Going mobile

How an app could make it easier to leave the car at home

Jie Yu knows that more young people want transportation options beyond the automobile, and it’s particularly true among the UWM student population. So the assistant professor of civil and environmental engineering searched for solutions with students and colleagues.

She found the answer in the palm of her hand. Mobility as a Service (MaaS) is a customized package that bundles multiple public and private modes of transportation into one smartphone app. Users can plan their daily trips and pay for their trips on a single platform. They also receive real-time traffic and parking updates.

MaaS apps for public transportation already exist in parts of Europe, where they have helped reduce transportation congestion and emissions. With support from several funding organizations, Yu is working to bring this concept to UWM – and eventually other Wisconsin communities.

“We hope UWM will become the country’s first testbed for Campus MaaS,” Yu says.

She sees UWM as a perfect proving ground because it already offers multiple transportation options to a large and diverse population of students and employees. Its geographical status as an urban campus is representative of most of the country’s higher education institutions. And the interest on campus in choosing public transportation over privately owned cars is high.

A survey released in 2019 reported that 71% of college students in Wisconsin would be somewhat or very likely to use public transportation to get to school if it were more convenient. Conducted by the Wisconsin Public Interest Research Group, the “Millennials on the Move” survey included more than 600 students at 24 of the state’s colleges and universities.

To study the feasibility of Campus MaaS, Yu’s team in the College of Engineering & Applied Science conducted its own survey of Prowl Line users. Operated by UWM as a supplement to county bus service, the Prowl Line connects UWM’s main campus to other areas of Milwaukee, including student housing and a commuter parking lot. Researchers also analyzed transportation data collected by the UWM Office of Sustainability, UWM Transportation Services, the Milwaukee County Transit System (MCTS) and Bublr, a nonprofit bike-sharing program that offers a discounted annual pass to UWM students.

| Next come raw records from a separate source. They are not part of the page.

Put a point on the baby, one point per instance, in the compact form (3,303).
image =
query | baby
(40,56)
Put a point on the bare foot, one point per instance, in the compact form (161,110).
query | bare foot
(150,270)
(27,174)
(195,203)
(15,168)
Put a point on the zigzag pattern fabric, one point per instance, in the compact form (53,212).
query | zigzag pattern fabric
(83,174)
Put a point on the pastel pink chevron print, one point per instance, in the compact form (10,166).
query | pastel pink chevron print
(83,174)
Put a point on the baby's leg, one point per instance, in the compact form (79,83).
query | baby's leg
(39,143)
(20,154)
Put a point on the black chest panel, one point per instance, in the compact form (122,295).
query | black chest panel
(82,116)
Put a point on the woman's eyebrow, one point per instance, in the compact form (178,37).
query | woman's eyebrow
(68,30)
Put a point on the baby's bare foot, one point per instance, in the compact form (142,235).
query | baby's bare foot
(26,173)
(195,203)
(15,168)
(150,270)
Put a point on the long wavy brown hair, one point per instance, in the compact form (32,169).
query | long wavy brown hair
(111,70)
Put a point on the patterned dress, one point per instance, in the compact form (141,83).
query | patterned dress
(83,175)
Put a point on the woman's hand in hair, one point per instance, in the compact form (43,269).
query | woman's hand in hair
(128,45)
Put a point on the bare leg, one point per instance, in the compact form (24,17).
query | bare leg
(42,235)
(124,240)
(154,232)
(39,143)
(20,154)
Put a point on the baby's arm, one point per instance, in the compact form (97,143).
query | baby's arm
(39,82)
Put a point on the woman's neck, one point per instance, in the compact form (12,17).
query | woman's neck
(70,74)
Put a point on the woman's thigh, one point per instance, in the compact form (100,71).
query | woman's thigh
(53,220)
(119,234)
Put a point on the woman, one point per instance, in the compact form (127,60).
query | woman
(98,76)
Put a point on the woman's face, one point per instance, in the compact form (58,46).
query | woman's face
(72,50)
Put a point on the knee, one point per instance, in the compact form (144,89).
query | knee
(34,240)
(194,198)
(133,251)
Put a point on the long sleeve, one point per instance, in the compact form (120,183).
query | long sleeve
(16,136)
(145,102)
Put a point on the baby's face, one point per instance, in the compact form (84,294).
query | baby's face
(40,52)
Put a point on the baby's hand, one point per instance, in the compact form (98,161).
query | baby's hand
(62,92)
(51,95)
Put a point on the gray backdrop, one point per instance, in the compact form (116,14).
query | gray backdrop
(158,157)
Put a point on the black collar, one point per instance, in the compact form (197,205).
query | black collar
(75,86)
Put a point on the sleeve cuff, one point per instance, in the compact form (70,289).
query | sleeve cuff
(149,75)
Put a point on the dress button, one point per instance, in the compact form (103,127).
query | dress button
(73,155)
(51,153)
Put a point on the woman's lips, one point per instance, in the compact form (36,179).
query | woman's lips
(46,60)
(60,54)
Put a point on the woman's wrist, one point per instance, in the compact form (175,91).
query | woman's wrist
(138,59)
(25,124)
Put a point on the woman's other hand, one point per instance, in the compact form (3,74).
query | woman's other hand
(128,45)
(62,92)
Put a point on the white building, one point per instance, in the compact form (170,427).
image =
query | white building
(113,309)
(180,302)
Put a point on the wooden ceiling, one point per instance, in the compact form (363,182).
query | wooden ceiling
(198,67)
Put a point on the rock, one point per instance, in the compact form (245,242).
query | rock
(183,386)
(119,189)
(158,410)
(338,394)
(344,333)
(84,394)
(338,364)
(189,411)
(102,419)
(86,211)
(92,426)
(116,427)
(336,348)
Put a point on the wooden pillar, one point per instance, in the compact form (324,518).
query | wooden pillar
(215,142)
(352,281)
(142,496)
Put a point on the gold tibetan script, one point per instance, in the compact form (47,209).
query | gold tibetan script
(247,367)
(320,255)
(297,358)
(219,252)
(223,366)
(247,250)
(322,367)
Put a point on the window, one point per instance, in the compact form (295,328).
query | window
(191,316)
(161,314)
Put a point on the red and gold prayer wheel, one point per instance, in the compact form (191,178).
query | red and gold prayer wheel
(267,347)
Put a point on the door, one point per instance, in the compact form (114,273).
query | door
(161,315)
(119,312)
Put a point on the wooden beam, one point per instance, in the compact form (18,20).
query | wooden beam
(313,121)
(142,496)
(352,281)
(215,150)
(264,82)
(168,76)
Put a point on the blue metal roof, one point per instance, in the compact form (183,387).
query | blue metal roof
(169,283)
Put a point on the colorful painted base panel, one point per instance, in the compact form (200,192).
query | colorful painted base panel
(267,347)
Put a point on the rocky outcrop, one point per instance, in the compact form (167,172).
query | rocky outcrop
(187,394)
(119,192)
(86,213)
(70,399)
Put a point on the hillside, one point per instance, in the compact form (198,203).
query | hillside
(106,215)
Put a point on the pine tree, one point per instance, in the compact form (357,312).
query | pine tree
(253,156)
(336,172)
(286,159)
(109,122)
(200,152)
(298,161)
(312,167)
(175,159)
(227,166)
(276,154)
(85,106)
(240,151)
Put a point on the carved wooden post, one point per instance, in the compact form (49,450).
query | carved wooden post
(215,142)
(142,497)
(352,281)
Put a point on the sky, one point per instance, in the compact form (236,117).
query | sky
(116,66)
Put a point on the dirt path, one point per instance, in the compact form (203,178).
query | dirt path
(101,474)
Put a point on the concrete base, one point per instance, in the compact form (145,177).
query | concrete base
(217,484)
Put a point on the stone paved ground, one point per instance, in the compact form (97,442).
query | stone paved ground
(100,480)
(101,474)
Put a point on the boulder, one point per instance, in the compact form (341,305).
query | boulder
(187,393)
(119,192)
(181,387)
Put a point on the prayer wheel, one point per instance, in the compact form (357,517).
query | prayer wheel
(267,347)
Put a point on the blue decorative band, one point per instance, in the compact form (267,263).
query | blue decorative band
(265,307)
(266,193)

Illustration of a smart phone with UWM MaaS app and examples of public transit it would show
Assistant professor Jie Yu thinks UWM is the perfect place to launch her all-in-one public transit app, because of the student population's high interest in more convenient access to public transportation.

The results encouraged them to take the next step. Yu’s team has already designed a prototype for the Campus MaaS app and is collaborating on backend programming with UWM’s information technology and transportation personnel, as well as MCTS. The app’s first iteration will bundle several transportation options: campus shuttles; the prepaid U-PASS for MCTS buses; and the B.O.S.S. (Be On the Safe Side), an on-demand after-hours van service. Down the road, Yu hopes the app can include commercial bike-sharing and car-hailing programs, as well as the option to reserve and pay for parking spots on or near campus.

Yu plans to initiate Campus MaaS field testing with selected student organizations during the next two years. Eventually, she says, all UWM students and employees will be able to install the app.

Yu’s broadest ambitions for the MaaS concept, however, extend beyond the UWM campus to other parts of Wisconsin. She sees it as a solution for other public transportation needs, and her initial focus is on user groups like older adults.

The number of Wisconsin residents 65 and older is expected to nearly double by 2040, and Yu wants to provide them with a trip-planning tool called SilverGo. She’s designing it with features to address the physical and cognitive needs of seniors, such as the inclusion of public transportation services that require minimal walking.

It would be available as an app, but seniors without smartphones could access the information on a user-friendly website and via telephone. Yu says several senior communities have already expressed an interest in testing a SilverGo prototype.

In the meantime, work continues to take Campus MaaS from concept to reality.

“Our goal for Campus MaaS,” Yu says, “is to make trip planning easy and convenient enough so that many people will leave their car at home and use healthier forms of transportation that are better for the environment. And with the lessons learned from Campus MaaS, we hope to bring similar services to other Wisconsin communities in the future.”